Al través del muro se oían voces y fuertes pisadas.

– Es que sacan a Narices para arcabucearle. A ti te tocará esta tarde o mañana temprano, porque siendo oficial de ejército, conviene dar a esto la forma de proceso.

– Solo, abandonado, pobre, sin fortuna, sin honores – respondí, – prefiero la muerte a la deshonra. Hay en mí un alma que no se vende.
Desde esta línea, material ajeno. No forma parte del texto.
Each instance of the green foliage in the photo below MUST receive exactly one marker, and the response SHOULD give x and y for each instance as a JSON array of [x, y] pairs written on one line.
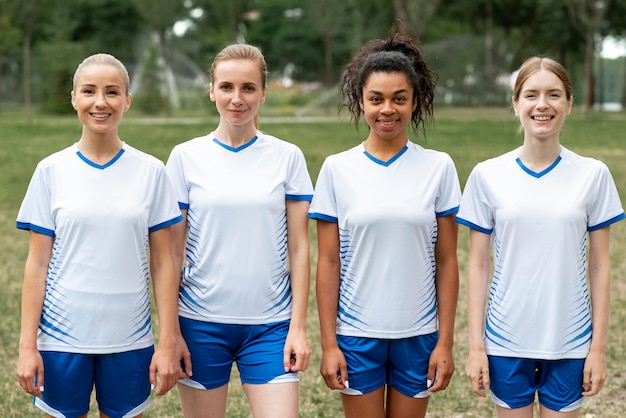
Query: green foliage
[[150, 99]]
Este hombre oscuro se consuela de la muerte en la grandeza de su conciencia. Señor D. Luis, hágame usted el favor de dejarme solo.

D. Luis calló un breve rato. Luego oímos algunos tiros y temblé. Un sudor frío inundó mi frente, y mi espíritu vaciló. Puedo deciros que sentí tambalear mi conciencia como un edificio que amenaza ruina.

– Narices ha dejado de existir – dijo Santorcaz clavando en mí sus expresivos ojos. – Se me olvidaba decirte que tendrás el grado inmediato, dinero, y si quieres un título de nobleza…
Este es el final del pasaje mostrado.